Если тех, кто посвящен Белому Льву, много – то почему Домнин спрятал именно Отраду? И почему у нее не было такой вот броши?

Прав был отец, когда говорил... чародеи лгут всегда. Не могут не лгать. Вся их сила соткана из лжи.

Смогу ли разобраться?

...дальше-дальше-даль...

– Бог Создатель.

Сказал – и испугался сам.

Падение... навзничь... Колодец. «Журавль» над колодцем – костяная рука. Темно. Скопище звезд.

Лун нет совсем – ни одной.

– Я здесь...

Алексей оглянулся. Рядом, держа в руке фонарь, стоял жилистый старик в простой белой рубахе. Узкое табачного цвета лицо, такой же темный лысый череп с седым венчиком. Редкая бородка. Странные глаза – почти бесцветные.

– Ты пришел. Что ж, давай поговорим.

– Я не могу больше бродить наощупь. Как мне узнать... все?

– Этого невозможно достичь. Никакого единого знания обо всем просто не существует. Могу предложить лишь то, что знаю я сам.

– Мир гибнет?

– Да.

– Кто разрушает его?

Короткое молчание.

– Можно сказать, что он был обречен на гибель в момент создания – как обречен на смерть каждый новорожденный. А то, что умирание пришлось именно на этот момент... Пожалуй, это заслуга чародеев. Всех сразу. В чародеях – и жизненная сила мира, в них и истощение его.

– И – никто конкретно?

– Сгущение воль...

– Можешь ли ты предотвратить гибель мира?

– Я не могу. Он существует во мне так же, как и я существую в нем. Ты не можешь поднять себя за волосы или приказать остановившемуся сердцу заработать вновь. Но это сможет сделать кто-то, кто рядом с тобой.

– С тобой рядом – я. Значит ли это, что мне по силам спасти мир?

– Нет. Хотя попытаться можешь и ты. Но шанс у тебя ничтожен.

– А кому по силам?

– Чародею, который достаточно силен, чтобы бросить вызов Авенезеру и достаточно безрассуден...

Алая полоса вдруг протянулась по небу, накалилась до невозможности и стала медленно гаснуть.

– Что это?

– Мы помянули Авенезера. Он откликнулся.

– Вот как... Ты можешь назвать мне этого чародея?
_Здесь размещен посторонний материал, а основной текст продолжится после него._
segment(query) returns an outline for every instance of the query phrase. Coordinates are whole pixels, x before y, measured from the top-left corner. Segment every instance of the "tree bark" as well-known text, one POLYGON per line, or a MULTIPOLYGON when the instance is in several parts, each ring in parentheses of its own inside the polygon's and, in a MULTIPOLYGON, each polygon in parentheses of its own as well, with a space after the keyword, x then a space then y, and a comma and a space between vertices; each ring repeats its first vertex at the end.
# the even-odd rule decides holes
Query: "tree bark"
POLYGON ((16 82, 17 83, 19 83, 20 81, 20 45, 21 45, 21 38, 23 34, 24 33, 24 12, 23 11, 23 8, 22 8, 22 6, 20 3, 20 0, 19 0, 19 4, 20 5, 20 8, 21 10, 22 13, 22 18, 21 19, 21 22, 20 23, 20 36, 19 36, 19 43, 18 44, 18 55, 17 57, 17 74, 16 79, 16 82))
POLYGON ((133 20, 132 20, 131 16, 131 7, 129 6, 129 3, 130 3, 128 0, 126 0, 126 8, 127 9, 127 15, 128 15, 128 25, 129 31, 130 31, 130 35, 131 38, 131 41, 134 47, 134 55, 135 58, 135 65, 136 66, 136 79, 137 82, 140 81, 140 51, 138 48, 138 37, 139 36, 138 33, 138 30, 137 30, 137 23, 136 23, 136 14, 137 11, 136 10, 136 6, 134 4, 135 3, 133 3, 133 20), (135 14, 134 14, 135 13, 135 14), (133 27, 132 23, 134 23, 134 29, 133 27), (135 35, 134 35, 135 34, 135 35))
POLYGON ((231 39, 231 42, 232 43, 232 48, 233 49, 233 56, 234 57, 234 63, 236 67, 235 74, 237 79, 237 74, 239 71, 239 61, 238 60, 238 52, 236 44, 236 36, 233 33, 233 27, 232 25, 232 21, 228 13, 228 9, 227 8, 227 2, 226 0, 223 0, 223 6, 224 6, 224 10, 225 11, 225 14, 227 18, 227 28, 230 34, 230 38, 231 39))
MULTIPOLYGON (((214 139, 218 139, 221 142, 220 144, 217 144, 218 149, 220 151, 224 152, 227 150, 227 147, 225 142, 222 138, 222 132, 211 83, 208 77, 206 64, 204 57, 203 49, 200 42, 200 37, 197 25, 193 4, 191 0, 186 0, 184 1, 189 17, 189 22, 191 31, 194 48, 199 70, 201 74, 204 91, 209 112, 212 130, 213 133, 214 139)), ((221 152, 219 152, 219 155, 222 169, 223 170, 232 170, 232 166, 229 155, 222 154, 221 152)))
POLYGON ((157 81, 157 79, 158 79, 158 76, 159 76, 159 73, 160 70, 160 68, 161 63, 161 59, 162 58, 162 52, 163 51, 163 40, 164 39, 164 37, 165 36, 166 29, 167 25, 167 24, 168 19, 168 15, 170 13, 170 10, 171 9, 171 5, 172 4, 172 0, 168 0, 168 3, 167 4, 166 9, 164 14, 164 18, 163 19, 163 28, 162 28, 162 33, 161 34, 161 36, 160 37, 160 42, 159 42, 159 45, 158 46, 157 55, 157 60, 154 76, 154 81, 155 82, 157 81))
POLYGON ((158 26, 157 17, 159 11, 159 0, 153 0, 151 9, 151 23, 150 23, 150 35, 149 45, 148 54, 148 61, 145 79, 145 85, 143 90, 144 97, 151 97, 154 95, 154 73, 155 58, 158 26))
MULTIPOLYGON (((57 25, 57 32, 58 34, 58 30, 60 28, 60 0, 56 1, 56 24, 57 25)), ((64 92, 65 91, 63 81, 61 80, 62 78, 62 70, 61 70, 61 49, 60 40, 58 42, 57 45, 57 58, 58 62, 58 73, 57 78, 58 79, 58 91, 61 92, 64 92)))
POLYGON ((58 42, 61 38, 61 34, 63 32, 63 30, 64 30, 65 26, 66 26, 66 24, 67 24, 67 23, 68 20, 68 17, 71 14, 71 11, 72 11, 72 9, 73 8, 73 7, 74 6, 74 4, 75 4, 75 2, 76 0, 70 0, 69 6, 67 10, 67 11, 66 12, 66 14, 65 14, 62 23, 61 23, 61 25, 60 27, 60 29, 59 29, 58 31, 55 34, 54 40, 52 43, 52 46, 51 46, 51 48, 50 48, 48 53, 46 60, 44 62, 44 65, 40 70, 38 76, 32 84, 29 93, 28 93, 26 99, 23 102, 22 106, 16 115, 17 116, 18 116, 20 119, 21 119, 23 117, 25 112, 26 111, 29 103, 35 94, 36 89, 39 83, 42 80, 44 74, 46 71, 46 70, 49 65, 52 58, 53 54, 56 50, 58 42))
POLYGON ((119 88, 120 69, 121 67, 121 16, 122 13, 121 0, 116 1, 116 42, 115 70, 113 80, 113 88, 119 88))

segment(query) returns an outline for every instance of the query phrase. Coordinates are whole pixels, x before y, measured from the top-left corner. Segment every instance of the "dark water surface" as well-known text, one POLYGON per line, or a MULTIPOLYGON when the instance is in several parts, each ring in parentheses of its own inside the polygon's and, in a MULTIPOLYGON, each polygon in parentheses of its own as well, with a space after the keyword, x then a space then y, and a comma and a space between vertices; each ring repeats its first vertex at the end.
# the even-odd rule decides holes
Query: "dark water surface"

– Возможно, это Арий, император.

Алексей помолчал.

– А теперь скажи мне, что я забыл спросить у тебя?

– Ты не спросил меня о себе самом. И ты не спросил меня о кесаревне.

– Да. Почему на лице мира не находится человека, посвященного Белому Льву, если Домнин знакомил с ним десятки детей?

– Потому что никакого Белого Льва в природе не существует. Вернее, он есть, но это просто кусок опала, оправленный в серебро. И эти посвящения лишь помавания руцеми. Не имеющие ни цели, ни смысла. Все это было затеяно когда-то великим Ираклемоном единственно лишь для отвлечения внимания.

– Но как же тогда – Астерий...

– Он искренне верил в его силу. Этого оказалось достаточно, чтобы овладевать новыми и новыми умениями... Простые люди склонны переоценивать ум чародеев. Как правило, чародеи даже глупее. И в чем-то наивнее.

– Теперь скажи мне, кто я.

– Вынь свой клинок из ножен. Читай.

– Я не...

Он начал говорить и вдруг остановился. Надпись на Аниките, всегда состоявшая из незнакомых букв, вдруг... вдруг стала понятной! Он никогда не знал этого языка... или знал? В какой-то другой жизни?

– Читай же!

– «Владеющий мною подобен становится льву, и бел его облик»... Что это значит?

– Чародею, который вознамерится открыть подземелье, где томится добро, потребуются в помощь белый камень, белый лев и белая дева. И битва добра со злом будет идти потом, не прекращаясь, целую вечность. Хватит ли вам этой вечности для жизни?